Abstract
Large language models (LLMs) have shown promise for task-oriented dialogue across a range of domains. The use of LLMs in health and fitness coaching is under-explored. Behavior science frameworks such as COM-B, which conceptualizes behavior change in terms of capability (C), Opportunity (O) and Motivation (M), can be used to architect coaching interventions in a way that promotes sustained change. Here we aim to incorporate behavior science principles into an LLM using two knowledge infusion techniques: coach message priming (where exemplar coach responses are provided as context to the LLM), and dialogue re-ranking (where the COM-B category of the LLM output is matched to the inferred user need). Simulated conversations were conducted between the primed or unprimed LLM and a member of the research team, and then evaluated by 8 human raters. Ratings for the primed conversations were significantly higher in terms of empathy and actionability. The same raters also compared a single response generated by the unprimed, primed and re-ranked models, finding a significant uplift in actionability from the re-ranking technique. This is a proof of concept of how behavior science frameworks can be infused into automated conversational agents for a more principled coaching experience.

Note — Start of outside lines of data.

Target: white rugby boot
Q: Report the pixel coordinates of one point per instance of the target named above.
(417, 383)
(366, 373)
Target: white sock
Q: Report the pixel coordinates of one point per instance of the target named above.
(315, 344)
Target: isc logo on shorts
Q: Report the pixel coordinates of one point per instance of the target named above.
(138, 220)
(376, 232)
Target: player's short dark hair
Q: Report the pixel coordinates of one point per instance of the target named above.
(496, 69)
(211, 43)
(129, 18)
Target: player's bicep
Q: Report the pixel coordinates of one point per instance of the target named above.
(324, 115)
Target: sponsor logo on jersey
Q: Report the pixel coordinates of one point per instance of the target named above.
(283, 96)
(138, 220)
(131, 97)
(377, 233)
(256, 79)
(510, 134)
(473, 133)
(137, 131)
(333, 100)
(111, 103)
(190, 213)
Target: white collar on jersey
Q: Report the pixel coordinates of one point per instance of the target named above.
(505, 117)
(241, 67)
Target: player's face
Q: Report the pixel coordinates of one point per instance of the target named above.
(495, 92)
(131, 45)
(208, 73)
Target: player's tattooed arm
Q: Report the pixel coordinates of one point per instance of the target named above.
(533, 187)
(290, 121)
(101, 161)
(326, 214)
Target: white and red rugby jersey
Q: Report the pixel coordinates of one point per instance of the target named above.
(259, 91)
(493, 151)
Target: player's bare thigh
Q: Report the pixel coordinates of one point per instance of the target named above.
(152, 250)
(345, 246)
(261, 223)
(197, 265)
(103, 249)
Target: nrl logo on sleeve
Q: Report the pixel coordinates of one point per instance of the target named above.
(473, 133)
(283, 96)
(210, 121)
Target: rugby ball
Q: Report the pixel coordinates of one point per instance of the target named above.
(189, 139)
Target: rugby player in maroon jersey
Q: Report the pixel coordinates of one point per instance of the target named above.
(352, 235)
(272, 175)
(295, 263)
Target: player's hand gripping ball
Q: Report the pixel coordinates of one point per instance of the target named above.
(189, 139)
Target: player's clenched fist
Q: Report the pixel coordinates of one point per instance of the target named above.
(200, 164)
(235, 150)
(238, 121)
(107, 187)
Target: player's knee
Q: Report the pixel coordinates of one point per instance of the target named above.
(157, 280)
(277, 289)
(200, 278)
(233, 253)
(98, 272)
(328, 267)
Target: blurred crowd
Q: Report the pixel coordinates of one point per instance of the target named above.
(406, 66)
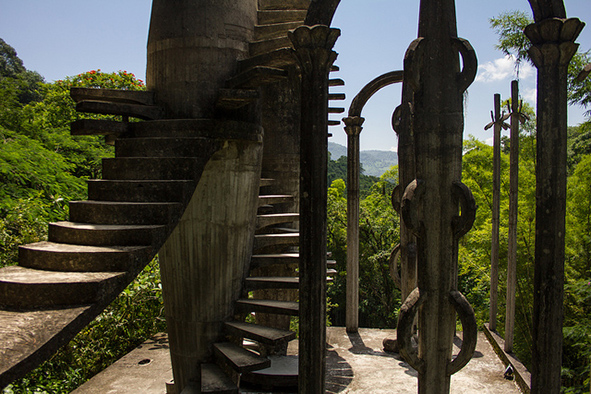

Institutional Review Board (IRB) The study does not involve human subjects beyond the volunteer annotators. IRB approval was not sought for this research.
1. Introduction
It is estimated that 81% of adolescents and 27% of adults do not achieve the levels of physical activity recommended by the World Health Organization (WHO) (1). A sedentary lifestyle is associated with long term adverse health outcomes, ranging from cardiovascular disease and diabetes to mental health problems and cognitive decline (2). A 2022 report found that progress toward these goals has been slower than expected and highlighted digital health tools as a particular opportunity area (3).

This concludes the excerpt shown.